Lozère : la 88 et la 106 resteront des routes nationales

Le nouveau tronçon de la RN 88 à 2 X 2 voies, à la sortie du viaduc du Viaur / © Luc Tazelmati/France 3 Midi-Pyrénées
Le nouveau tronçon de la RN 88 à 2 X 2 voies, à la sortie du viaduc du Viaur / © Luc Tazelmati/France 3 Midi-Pyrénées

La présidente du Conseil Départemental de Lozère Sophie Pantel annonce qu'à l'issue des négociations avec l'Etat, les routes 88 et 106 resteront des axes nationaux. Le Département refusait le transfert de cette compétence, qui aurait impliqué de prendre financièrement à sa charge ces deux routes.

Par Valérie Luxey

C'est par un tweet que la présidente (PS) du Conseil Départemental de Lozère Sophie Pantel annonce ce vendredi 22 novembre 2019 que l'Etat conservera dans son giron les routes 88 et 106, enjeu depuis plusieurs mois d'une négociation en vue d'un éventuel transfert de compétence. Un transfert dont le Département ne voulait pas.
 


Des axes structurants à vocation nationale


Dans le cadre de la préparation de la future loi « Décentralisation, Différenciation, Déconcentration », l'Etat envisage en effet la possibilité d'un transfert de certaines routes nationales. Mais la Lozère a fait valoir que la 88 et la 106 étaient des axes majeurs de communication. Voici son argumentaire :
 

La RN 88 constitue une alternative à la liaison Toulouse/Lyon via les autoroutes A61, A9 et A7 et constitue le seul itinéraire de substitution en cas d’incident majeur sur ces axes. [...] La RN 106 est un axe économique majeur de liaison avec la Méditerranée pour assurer l’approvisionnement de la Lozère en particulier en carburant depuis le port de Marseille.

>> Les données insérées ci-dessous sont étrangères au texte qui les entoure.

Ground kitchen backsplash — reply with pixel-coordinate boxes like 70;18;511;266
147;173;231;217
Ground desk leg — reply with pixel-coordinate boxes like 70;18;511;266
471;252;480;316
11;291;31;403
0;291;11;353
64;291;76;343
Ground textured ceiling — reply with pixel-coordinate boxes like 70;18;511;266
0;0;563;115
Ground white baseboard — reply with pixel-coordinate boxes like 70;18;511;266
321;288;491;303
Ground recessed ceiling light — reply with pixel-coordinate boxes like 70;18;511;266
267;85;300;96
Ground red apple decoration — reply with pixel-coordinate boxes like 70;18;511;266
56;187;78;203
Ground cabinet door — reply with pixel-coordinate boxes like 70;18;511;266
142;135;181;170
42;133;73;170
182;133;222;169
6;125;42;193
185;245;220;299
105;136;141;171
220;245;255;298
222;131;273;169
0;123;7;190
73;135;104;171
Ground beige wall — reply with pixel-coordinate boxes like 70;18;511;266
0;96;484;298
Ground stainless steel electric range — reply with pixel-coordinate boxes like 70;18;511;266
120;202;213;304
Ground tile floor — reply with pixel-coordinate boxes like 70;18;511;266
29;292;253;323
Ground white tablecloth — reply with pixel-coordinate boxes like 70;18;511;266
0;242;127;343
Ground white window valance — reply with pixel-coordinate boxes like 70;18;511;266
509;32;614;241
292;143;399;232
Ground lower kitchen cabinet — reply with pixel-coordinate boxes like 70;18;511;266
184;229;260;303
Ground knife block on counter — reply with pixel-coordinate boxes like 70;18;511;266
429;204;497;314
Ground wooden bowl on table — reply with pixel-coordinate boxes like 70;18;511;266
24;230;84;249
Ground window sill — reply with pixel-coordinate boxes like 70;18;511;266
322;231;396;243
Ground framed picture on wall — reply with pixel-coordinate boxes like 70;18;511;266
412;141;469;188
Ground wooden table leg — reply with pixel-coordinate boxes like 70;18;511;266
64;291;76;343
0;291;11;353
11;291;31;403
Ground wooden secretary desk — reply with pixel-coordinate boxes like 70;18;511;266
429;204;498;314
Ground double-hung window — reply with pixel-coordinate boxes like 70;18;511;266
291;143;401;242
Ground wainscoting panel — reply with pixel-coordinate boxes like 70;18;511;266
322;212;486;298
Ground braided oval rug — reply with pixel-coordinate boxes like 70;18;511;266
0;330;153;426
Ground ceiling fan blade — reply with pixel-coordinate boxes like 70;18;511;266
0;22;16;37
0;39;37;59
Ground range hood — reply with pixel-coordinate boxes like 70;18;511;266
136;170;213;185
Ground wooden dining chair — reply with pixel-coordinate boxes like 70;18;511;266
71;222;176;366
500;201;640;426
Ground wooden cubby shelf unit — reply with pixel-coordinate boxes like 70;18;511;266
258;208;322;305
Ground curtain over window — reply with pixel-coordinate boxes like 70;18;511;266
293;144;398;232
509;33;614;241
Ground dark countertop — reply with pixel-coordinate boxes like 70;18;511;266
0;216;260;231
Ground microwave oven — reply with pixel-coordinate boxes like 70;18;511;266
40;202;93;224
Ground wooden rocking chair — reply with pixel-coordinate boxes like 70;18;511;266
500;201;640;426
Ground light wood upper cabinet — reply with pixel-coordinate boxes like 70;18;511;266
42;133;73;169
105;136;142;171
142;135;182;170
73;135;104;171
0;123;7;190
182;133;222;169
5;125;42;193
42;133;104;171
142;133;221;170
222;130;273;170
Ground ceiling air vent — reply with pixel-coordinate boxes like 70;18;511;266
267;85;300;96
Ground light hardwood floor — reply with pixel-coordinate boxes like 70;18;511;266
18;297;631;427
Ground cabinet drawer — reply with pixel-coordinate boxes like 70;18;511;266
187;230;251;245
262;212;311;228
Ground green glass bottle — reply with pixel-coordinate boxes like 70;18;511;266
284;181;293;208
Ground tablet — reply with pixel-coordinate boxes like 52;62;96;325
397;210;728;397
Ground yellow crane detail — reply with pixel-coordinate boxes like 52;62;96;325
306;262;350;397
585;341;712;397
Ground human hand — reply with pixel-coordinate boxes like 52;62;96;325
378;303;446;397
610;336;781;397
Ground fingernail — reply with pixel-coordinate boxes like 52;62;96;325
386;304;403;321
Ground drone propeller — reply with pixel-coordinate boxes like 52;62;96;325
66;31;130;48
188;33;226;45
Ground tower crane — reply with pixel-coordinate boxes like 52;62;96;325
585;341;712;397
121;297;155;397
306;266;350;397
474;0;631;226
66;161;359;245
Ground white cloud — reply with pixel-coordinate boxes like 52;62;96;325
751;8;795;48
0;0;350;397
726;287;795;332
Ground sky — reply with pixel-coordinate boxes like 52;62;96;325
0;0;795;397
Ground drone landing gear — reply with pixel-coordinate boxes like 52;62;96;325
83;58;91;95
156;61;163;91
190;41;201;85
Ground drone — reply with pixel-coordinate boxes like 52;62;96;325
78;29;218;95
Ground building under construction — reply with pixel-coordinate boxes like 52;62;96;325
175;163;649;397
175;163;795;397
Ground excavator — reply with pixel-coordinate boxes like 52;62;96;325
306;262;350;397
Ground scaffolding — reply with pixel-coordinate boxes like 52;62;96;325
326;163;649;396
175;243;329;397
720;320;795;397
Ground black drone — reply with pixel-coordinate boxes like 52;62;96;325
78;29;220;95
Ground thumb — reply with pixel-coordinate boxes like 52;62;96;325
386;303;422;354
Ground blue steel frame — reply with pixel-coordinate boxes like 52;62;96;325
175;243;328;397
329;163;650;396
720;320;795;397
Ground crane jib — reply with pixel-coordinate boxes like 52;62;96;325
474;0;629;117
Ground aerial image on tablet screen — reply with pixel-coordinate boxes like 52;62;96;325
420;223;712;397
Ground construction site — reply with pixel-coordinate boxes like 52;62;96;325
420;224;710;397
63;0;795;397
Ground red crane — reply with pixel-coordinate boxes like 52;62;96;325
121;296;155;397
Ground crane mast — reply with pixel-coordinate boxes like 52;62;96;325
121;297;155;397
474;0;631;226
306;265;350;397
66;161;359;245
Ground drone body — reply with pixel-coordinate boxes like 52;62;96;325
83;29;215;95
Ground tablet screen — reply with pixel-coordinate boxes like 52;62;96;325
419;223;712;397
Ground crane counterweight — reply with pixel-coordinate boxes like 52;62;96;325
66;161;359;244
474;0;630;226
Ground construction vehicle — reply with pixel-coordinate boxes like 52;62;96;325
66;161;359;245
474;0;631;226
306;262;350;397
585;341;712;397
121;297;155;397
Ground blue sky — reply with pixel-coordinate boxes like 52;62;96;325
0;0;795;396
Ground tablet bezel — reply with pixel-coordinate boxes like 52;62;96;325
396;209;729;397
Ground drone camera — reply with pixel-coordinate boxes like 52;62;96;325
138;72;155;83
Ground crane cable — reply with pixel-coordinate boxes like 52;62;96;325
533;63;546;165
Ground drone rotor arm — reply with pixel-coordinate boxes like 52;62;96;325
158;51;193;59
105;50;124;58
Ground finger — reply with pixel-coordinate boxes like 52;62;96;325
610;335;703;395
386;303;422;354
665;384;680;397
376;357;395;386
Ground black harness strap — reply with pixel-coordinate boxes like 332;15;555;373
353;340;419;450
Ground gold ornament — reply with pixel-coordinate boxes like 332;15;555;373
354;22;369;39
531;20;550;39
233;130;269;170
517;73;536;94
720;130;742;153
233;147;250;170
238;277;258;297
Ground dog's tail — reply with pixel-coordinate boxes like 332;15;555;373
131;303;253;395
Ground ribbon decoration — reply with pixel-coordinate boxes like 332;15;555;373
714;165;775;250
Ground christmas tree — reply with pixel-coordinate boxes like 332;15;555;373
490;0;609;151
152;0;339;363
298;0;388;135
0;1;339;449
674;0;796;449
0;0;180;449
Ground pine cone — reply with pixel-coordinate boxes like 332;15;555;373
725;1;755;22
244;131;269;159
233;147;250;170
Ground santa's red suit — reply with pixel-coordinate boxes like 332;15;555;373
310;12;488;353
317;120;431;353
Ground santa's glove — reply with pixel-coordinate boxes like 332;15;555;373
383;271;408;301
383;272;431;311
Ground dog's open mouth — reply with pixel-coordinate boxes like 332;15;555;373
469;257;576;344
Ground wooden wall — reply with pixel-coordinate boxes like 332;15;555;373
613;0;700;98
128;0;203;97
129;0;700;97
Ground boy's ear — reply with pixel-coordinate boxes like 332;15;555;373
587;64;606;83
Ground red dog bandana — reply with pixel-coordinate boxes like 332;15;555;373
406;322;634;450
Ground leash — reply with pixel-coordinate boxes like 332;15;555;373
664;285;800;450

Un coût insupportable pour le seul Département de Lozère


En cas de transfert, le Département aurait dû assumer le coût humain et financier de l'entretien et de la modernisation de ces deux routes, au détriment d'autres domaines de compétences, selon Sophie Pantel :
 

Si le transfert de ces routes avait été acté, cette décision aurait impacté de plein fouet le budget du Département et se serait inévitablement répercutée sur d'autres politiques non-obligatoires mais tout aussi indispensables à la qualité de vie des Lozériennes et des Lozériens comme le sport, la culture, le patrimoine, l’agriculture, l’aide aux communes et aux associations.


Rencontre au ministère

 

Sophie Pantel assure que l'Etat s'est rangé à ses arguments, avec à l'appui la photo de sa rencontre à Paris avec M. Papinutti, directeur général des infrastructures, des transports et de la mer (DGITM) au Ministère de la Transition écologique et solidaire.